The Zone of Proximal Development refers to those skills that are in the process of maturation. Vygotsky refers to these potentialities as “buds” of development.

Bill Kerr said...

Konrad Glogowski documents that to create a real community of learners who interact with meaningful semantic relationships takes two years. This correlates with my experience at Paralowie where I taught the same class home group, maths and science for two years (year 8 and 9) in the same room with a bunch of old XT computers, some without hard drives. See ISDP. This was done in the first year but my memory is that things took off and flew in a joyful way in the second year. IMO the same experience cannot be emulated by taking a class on a single line to a computer lab one lesson a week.

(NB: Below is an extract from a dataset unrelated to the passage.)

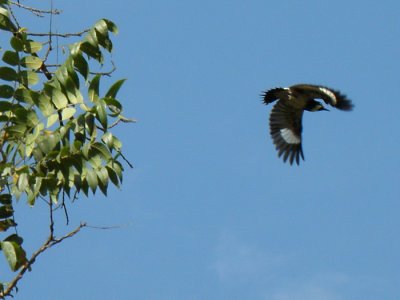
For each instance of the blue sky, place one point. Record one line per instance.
(209, 211)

Read all of Konrad's post, Progressive Discourse , to get the full flavour of what he has achieved.

Extract:
"Then, for a while, they kept composing individual responses. While certainly aware of the community around them, they continued to write as solitary writers. Then, one day at the end of April, it all changed. They started linking to each other’s work because they found other entries meaningful and relevant. No, I do not mean that they linked to entries that explored the same topics. No. They started linking to entries that helped them expand their own understanding of issues that they were struggling with. I began to see semantic relations."

Tony Forster said...

You say "a theory (Vygotsky) that stresses the importance of adult mediation in learning can be co-opted / rationalised into a top down curriculum framework"

Later you talk of "problem solving under adult guidance or in collaboration with more capable peers"

That peer distinction is important. As you say, "a community of scholars" takes a while to develop and its probably harder because kids are used to competing with each other. Once that peer tutoring kicks in, its great.